The researchers don’t anticipate a market collapse, but they say the rush of buyers that drove prices up nationwide last year may soon ease significantly.

“Mortgage rates have been near all-time lows for the past two years and have helped keep housing demand high during the pandemic,” Beracha said in a statement on their research, expected to be released. in a scientific journal on housing. “Now we’re seeing rates go up, and that’s going to pull some buyers out of the market and reduce price gains.”

Jacksonville may already be seeing signs of a slowdown, Northeast Florida Association of Realtors President Mark Rosener said. But he said the area’s demographics and a stream of investor buying and renting should help support the market slightly, even after a year of median single-family home prices rising 22%.

“It’s not going to be dramatic,” Rosener said.

Last year’s price hikes added to the costs of Jacksonville homes that researchers say have become more expensive than most, ranked 36th on a list of 100 metropolitan housing markets across the country, but only in eighth of nine Florida markets measured by the researchers.

The researchers used 25 years of data to track prices by market and estimate an “expected” price on a typical home in each market, then compared it to a Zillow index of actual prices for each market.

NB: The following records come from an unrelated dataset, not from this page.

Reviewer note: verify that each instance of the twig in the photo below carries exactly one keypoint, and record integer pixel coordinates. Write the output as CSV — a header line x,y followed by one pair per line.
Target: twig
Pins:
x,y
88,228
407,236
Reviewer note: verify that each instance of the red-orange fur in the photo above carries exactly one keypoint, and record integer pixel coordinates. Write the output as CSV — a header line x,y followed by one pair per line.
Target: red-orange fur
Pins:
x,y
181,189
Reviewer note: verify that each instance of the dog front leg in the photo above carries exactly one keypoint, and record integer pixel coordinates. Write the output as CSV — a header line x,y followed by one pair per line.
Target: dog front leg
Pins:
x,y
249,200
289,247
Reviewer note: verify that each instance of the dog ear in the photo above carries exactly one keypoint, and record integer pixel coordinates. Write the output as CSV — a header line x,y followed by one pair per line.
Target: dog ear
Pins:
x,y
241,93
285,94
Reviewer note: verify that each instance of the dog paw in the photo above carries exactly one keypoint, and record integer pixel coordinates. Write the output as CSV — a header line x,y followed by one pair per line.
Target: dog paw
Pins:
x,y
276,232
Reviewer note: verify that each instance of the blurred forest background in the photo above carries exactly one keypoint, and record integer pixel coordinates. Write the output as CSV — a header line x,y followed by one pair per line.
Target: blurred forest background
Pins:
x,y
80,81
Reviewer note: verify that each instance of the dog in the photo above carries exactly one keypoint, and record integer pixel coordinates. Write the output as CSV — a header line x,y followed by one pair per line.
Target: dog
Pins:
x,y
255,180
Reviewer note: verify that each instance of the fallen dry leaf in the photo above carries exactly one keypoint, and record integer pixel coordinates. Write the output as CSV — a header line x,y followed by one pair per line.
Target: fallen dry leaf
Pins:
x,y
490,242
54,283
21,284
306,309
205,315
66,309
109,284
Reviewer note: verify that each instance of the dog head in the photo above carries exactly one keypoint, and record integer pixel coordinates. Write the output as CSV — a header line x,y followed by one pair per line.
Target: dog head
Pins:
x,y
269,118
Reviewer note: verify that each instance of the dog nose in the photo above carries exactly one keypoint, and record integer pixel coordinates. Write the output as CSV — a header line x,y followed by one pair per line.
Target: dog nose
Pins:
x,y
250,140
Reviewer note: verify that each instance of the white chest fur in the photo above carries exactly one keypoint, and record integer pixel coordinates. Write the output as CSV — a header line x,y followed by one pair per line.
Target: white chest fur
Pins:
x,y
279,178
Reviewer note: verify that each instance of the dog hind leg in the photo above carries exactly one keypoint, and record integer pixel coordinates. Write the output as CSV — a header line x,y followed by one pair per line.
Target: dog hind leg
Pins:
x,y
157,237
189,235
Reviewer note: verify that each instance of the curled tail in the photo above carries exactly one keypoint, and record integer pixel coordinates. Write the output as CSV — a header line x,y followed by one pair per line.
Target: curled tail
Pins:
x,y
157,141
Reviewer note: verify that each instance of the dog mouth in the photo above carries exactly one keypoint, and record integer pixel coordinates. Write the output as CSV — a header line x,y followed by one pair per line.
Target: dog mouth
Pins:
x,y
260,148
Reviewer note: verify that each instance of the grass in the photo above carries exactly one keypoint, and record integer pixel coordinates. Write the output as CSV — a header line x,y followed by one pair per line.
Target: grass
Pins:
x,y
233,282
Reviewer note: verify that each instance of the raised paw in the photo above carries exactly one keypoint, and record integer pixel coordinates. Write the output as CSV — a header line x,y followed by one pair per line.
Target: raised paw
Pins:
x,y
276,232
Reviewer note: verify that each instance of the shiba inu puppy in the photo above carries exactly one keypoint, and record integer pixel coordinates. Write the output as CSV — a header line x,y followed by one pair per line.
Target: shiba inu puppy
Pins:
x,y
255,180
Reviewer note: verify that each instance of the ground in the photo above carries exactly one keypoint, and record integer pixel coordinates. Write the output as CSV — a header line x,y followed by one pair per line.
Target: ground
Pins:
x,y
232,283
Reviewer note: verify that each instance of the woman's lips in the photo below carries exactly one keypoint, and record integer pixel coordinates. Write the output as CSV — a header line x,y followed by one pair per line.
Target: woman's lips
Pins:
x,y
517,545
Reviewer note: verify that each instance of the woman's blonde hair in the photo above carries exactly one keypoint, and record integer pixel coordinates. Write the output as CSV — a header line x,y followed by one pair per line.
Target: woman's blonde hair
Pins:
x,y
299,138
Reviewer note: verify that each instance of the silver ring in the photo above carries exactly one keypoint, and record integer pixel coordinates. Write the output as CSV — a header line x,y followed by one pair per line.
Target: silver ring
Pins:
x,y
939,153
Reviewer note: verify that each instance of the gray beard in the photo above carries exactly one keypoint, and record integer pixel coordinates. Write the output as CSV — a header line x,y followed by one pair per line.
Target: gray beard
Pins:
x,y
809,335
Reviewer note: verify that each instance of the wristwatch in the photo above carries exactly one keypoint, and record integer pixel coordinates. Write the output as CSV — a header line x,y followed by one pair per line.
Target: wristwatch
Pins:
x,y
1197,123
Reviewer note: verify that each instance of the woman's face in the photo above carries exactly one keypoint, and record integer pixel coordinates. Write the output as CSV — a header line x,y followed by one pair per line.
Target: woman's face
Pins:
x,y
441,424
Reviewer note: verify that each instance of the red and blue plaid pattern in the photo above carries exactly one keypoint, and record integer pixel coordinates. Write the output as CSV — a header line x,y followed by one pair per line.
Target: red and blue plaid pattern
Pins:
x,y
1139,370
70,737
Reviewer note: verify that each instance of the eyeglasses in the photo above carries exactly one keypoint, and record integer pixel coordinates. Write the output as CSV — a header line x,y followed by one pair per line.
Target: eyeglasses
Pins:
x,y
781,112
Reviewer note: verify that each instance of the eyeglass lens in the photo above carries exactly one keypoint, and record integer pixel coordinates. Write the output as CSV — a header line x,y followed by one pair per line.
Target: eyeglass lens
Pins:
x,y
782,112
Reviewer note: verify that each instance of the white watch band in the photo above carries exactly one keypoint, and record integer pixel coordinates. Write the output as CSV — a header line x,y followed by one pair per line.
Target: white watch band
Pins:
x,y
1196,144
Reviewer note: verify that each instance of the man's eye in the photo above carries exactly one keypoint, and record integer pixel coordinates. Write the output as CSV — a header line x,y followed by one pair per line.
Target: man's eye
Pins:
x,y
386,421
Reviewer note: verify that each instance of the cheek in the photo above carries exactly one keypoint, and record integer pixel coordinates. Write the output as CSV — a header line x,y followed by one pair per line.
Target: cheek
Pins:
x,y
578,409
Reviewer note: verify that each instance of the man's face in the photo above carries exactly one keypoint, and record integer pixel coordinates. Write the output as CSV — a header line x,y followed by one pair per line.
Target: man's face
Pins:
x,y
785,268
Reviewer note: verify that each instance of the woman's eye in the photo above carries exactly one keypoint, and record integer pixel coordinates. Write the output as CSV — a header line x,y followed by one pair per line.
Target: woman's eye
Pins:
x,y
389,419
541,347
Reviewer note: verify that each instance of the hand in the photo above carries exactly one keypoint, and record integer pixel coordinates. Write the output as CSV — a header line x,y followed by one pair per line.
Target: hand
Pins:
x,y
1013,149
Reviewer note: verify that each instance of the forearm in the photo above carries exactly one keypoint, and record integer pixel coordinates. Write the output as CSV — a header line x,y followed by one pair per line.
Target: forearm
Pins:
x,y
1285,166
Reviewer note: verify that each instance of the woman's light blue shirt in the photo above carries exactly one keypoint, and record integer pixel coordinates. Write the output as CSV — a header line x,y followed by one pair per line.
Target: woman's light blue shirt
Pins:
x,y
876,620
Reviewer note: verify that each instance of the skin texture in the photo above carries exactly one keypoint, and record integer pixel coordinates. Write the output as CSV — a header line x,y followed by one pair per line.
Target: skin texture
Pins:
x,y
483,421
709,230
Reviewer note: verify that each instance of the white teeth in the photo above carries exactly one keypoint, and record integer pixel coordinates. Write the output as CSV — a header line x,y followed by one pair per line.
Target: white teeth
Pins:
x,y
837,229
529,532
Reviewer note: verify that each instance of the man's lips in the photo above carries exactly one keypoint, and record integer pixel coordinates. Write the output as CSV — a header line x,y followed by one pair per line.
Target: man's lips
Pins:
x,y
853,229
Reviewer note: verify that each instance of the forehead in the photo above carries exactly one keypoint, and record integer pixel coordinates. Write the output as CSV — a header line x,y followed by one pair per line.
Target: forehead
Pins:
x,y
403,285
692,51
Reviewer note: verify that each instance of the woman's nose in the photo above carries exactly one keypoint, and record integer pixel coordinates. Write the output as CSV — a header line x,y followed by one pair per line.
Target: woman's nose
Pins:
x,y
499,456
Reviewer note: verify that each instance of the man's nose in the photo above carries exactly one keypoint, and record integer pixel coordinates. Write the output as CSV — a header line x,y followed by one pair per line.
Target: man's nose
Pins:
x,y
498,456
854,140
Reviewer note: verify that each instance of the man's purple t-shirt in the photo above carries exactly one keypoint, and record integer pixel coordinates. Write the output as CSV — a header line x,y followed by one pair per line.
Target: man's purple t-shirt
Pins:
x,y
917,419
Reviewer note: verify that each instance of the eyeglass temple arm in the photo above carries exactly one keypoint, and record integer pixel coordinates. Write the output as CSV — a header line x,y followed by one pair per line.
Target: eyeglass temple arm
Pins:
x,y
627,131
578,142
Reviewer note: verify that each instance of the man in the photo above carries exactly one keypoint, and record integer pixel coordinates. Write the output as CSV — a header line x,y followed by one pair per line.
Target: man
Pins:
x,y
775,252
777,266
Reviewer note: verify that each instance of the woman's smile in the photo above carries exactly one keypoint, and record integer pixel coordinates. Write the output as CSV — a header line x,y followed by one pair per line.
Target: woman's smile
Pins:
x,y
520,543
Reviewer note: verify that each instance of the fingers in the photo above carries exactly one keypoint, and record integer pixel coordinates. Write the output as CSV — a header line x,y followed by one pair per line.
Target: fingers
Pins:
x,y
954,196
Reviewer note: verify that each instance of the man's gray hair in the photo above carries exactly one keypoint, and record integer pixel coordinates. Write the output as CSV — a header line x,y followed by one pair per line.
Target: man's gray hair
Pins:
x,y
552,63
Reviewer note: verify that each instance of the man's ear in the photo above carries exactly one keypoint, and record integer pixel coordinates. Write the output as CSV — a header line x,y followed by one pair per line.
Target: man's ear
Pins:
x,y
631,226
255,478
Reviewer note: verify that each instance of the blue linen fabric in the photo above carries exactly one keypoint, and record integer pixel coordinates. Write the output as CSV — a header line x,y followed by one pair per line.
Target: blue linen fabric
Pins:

The price of the Jacksonville index ended December at $321,420, about 32% above what researchers considered an expected price of $243,019.

Since the rankings were based on the percentage markup over the index price, Lakeland the index price of $271,809 – about 43% above the expected price – was considered the most overvalued market in the state and 12th nationally. At the other extreme, always expensive Miami-Fort LauderdaleThe index price of $397,603 – with a premium of around 21% – was ranked the cheapest metro market in Florida and 60th nationally.

If the prices searchers expected were correct, overpaying apparently became the norm almost everywhere.

Of the 100 markets in the study, only one – Honolulu, Hawaii – had an index price lower than expected, and only by 0.1%. Baltimore, New York, Virginia Beach, Va., and Washington, DC were the second least overvalued, the researchers concluded.

Rosener said other metrics, like the Case-Shiller home price index, have already made realtors aware that prices in Jacksonville are rising faster than in many places. But he said local conditions still looked good for the housing market, absent the exuberant increases seen last year.

The region’s relatively young population includes many millennials who fall into age brackets where people are more generally interested in buying a home, Rosener said. Additionally, he said, the area has been attractive to investors wanting to buy homes that they can own as rental property in an area where the population is growing and apartment rents are rising.

Luxury homes also became more attractive to affluent buyers who saw real estate as a more reliable place to hold their wealth than stocks or cryptocurrencies.

After two years of pandemic conditions changing home buying and selling routines, Rosener said Jacksonville may experience a more routine “real estate seasonality,” with slower winters, busy springs and inventory which could increase in the coming year. builders are gradually solving more supply chain issues.

He said preliminary January deal data suggests fewer sales were completed in the past month, but the number of open deals, where homes are under contract, has increased.

Despite talk of overvaluation, Rosener said Jacksonville’s housing market is fundamentally different from the overvalued pinball market that fueled the Great Recession in the mid-2000s.

“People are buying houses to live in. They don’t buy houses speculatively,” he said. “If you’re buying a house to live in and raise your family…that’s your motivation. You don’t consider it a quick win.